2021S2-workshop-week3-lab-Solution
Elements Of Data Processing (2021S2) – Week 3¶
Visualization with Python¶
In these exercises you will:
learn how to visualize a set of data using a Python library called matplotlib.
find out different forms of visualization, such as bar charts, histograms, scatter plot, and boxplot.
You will be able to transform a set of data into an appropriate visualization form.
matplotlib is a Python 2D plotting library that enables you to produce figures and charts, both in a screen or in an image file.

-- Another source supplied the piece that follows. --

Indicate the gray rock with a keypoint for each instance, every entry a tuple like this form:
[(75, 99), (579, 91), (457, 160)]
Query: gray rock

The following example demonstrates a simple plot of the top 100 emissions in 2010, using the emmisions dataset seen in previous labs.
In [16]:
# create a new DataFrame for the CO2 emission from a csv file
import pandas as pd
emission = pd.read_csv(‘data/emission.csv’,encoding = ‘ISO-8859-1’)
yr2010 = emission[‘2010’]
names = emission[‘Country’]
yr2010.index = names
yr2010_sorted = yr2010.sort_values(ascending = False)
top100_yr2010 = yr2010_sorted[0:100]
In [17]:
%matplotlib inline
import matplotlib.pyplot as plt
plt.boxplot(top100_yr2010) # a boxplot of the top 100 emissions in year 2020
Out[17]:
{‘whiskers’: [
‘caps’: [
‘boxes’: [
‘medians’: [
‘fliers’: [
‘means’: []}
Scatter plot¶
Scatter plot is often used to display the relationship between two variables (plot as x-y pairs). In this scatter plot example, we use famous Iris data set. The data is available here. This data set provides measurements on various parts of three types of Iris flower (Iris setosa, Iris versicolour, and Iris virginica). For each type, there are 50 measurements, or samples. Each data row in the CSV file contains (1) petal width, (2) sepal width, (3) petal length, (4) sepal length, and (5) the type of Iris flower.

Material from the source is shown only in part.